先輩は濡れた前髪を整えながら気だるそうに言った。


「大丈夫です!これ以上何かして頂くわけにはいかないです」


私は慌ててそう断っても先輩は聞き入れず、結局私は先輩に家まで送ってもらうことになった。


何だかずっと夢を見ているようだった。


近くのコンビニで私と先輩は各々ビニール傘を買って歩き出した。

先程よりも小ぶりになった雨がパラパラと傘に落ち音を鳴らした。


そんな音がしっかり聞き取れるくらい、私と先輩は特に話すこともなく2人並んで歩いた。

先輩は元々沢山話すタイプではないだろう。
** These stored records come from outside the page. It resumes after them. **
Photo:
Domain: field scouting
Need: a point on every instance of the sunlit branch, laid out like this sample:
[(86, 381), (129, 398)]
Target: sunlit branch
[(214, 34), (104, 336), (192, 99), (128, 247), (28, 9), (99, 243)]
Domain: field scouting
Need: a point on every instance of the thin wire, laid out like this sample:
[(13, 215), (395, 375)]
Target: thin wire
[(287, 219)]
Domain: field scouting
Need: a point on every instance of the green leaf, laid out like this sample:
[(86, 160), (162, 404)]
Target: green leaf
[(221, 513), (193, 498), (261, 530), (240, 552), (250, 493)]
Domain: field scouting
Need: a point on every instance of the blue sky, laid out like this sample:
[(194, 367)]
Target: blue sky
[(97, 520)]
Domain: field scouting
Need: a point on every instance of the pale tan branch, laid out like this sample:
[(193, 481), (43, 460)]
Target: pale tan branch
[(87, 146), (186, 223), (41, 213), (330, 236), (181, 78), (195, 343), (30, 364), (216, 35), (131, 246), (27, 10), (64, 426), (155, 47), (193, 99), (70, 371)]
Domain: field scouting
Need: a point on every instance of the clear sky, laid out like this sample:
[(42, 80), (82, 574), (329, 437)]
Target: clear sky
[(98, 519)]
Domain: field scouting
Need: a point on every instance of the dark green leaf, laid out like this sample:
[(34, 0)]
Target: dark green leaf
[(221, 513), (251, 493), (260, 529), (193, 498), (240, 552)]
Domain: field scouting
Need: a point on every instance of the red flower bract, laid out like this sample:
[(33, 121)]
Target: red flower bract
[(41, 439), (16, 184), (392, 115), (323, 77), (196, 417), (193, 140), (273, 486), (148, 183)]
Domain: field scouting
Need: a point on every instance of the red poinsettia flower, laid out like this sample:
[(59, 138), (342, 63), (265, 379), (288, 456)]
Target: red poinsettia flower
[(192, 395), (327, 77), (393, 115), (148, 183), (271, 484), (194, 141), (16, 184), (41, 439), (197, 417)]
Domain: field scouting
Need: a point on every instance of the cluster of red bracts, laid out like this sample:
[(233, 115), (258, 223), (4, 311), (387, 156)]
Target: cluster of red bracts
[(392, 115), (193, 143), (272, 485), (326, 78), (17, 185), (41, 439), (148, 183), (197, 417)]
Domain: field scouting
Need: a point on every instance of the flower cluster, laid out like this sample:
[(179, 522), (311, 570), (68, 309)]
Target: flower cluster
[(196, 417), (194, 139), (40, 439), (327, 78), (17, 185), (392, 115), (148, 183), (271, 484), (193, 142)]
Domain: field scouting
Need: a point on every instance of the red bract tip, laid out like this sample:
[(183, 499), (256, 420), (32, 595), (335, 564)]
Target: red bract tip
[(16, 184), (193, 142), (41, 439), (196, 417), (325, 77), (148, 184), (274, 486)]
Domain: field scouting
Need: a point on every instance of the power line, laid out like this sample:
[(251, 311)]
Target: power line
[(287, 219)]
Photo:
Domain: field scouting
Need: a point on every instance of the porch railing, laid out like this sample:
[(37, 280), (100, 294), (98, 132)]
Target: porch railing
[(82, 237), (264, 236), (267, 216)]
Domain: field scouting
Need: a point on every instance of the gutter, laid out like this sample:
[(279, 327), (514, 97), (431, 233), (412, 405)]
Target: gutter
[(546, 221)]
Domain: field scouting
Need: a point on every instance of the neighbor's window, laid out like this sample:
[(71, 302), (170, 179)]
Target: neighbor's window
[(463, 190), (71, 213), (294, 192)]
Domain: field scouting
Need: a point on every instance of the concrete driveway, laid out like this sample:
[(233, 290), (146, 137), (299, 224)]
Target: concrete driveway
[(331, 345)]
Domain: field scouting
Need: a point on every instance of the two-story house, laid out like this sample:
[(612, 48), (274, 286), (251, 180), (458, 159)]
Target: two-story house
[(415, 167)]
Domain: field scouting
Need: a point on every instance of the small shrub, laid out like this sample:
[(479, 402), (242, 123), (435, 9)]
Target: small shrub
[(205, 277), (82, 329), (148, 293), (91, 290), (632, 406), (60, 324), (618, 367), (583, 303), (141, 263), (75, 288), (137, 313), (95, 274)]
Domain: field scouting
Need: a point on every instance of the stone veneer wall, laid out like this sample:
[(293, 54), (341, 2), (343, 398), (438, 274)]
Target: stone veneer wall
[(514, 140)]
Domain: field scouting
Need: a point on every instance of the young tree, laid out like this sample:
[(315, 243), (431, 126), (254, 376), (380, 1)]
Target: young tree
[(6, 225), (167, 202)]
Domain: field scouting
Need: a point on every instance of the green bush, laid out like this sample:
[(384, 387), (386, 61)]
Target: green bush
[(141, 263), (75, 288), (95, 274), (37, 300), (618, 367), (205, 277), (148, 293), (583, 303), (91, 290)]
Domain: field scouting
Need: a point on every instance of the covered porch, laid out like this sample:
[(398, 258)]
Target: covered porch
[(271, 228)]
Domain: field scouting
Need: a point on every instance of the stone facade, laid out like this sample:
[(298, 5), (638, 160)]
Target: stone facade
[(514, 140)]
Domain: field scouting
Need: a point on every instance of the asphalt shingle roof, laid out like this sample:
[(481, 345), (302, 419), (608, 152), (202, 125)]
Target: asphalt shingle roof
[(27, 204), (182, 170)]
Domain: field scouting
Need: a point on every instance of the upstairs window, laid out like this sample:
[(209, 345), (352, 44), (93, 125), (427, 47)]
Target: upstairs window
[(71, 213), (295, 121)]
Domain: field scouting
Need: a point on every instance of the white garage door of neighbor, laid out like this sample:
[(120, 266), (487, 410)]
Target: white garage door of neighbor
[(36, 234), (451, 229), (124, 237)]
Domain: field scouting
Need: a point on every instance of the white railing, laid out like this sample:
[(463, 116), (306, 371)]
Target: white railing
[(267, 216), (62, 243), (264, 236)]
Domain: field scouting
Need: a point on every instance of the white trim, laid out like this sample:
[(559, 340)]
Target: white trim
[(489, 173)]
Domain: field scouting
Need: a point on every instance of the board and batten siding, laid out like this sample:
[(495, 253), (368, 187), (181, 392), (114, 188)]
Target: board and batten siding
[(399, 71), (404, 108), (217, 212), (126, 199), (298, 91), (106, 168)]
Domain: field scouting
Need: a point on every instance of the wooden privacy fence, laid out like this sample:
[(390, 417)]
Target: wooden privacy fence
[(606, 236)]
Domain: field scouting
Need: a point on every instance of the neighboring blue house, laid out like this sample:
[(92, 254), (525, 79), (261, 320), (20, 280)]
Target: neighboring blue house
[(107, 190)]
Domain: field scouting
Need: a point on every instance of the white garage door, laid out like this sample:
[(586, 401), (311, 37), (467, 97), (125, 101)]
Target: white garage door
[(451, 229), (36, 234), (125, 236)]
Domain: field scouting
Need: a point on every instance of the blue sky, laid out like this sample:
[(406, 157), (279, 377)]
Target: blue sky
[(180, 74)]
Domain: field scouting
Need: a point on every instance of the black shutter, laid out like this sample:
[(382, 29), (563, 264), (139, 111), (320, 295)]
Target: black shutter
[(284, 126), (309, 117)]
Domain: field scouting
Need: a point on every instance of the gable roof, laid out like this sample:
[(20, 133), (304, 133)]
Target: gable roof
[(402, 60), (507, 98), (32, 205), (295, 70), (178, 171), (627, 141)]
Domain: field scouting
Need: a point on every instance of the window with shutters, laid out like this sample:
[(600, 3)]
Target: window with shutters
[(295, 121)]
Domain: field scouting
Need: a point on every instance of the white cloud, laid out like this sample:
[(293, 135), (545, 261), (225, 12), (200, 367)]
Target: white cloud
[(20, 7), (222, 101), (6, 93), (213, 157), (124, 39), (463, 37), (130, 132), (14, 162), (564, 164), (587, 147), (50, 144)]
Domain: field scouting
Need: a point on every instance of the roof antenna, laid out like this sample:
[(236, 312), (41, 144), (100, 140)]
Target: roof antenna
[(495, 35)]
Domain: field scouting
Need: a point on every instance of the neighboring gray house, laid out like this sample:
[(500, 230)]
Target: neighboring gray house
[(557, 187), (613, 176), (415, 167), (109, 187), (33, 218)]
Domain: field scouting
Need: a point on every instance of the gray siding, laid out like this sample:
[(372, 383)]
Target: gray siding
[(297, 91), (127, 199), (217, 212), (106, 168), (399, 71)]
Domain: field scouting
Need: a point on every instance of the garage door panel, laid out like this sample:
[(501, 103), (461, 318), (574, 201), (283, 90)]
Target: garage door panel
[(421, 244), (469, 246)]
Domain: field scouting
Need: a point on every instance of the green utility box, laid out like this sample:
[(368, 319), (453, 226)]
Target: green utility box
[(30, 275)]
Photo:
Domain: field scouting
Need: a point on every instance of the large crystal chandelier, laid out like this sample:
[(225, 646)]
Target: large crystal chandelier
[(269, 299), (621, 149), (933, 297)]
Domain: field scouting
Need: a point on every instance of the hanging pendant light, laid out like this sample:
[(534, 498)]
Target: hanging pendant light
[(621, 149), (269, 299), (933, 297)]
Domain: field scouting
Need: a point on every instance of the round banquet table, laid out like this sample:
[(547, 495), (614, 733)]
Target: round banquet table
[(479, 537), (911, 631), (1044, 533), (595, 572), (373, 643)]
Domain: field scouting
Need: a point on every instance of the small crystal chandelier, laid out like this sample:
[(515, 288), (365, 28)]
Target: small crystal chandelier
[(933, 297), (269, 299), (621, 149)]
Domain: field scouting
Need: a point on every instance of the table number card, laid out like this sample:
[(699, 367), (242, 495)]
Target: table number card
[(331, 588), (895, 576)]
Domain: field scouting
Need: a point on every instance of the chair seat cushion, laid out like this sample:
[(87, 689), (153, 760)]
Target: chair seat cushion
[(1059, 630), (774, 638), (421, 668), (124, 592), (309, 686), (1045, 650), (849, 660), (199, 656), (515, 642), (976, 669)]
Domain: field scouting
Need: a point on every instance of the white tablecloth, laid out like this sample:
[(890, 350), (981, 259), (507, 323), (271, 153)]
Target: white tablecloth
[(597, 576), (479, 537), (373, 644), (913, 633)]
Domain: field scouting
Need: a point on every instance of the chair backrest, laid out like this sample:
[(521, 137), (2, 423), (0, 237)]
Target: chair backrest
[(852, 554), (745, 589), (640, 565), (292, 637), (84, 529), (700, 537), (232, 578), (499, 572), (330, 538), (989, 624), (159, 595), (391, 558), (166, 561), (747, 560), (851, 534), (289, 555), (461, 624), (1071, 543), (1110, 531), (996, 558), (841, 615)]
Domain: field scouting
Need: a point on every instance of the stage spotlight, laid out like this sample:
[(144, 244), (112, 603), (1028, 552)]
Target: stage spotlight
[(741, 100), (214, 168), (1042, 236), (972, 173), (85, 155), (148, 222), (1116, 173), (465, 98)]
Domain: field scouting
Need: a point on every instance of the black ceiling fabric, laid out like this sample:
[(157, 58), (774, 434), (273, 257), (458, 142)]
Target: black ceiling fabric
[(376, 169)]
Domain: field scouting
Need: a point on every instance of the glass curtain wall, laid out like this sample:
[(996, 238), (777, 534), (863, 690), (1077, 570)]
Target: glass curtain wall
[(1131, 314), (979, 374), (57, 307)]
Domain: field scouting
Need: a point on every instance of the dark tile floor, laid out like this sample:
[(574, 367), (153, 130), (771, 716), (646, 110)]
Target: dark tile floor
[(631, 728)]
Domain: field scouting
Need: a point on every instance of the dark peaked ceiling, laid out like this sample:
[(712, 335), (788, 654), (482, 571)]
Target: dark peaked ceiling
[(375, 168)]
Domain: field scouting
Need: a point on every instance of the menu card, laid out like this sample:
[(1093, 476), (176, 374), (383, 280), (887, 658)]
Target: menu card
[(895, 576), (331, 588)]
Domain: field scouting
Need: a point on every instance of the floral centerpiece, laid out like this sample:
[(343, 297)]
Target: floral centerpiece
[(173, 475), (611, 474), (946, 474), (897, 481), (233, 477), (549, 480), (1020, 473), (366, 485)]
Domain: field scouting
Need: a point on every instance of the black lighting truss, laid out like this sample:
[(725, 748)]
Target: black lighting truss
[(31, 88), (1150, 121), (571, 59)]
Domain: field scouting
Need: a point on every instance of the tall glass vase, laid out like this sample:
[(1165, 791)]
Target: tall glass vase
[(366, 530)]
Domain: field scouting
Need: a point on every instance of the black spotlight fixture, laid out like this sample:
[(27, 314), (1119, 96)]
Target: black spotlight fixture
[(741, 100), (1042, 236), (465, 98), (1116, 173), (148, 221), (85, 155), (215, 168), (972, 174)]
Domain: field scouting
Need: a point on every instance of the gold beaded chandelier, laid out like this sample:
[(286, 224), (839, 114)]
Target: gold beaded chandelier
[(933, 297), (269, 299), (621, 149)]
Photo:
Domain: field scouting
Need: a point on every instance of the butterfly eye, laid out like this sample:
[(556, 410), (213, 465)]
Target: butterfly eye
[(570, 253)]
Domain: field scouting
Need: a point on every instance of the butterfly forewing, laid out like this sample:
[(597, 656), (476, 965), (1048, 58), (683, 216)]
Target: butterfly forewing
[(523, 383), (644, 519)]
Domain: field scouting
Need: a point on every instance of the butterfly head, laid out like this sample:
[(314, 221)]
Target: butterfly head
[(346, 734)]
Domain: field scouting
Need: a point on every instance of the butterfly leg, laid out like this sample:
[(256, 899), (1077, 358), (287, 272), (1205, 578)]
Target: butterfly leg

私もどちらかと言うと聞き役が多くお喋りなタイプではない。

しかし何故だか会話の無いこの時間を“気まずい”とは思わなかった。


私は歩きながら先輩のことを見上げた。

先輩の横顔は息を呑むほどに綺麗で色気があった。

何か物想いにふけているような遠くを見ている目に思わず釘付けになってしまっていると、先輩は私に目を向け、


「なんだよ?」


と怪訝そうな顔をしたので私はハッとして顔を赤らめ、「いえ」と俯きながら答えた。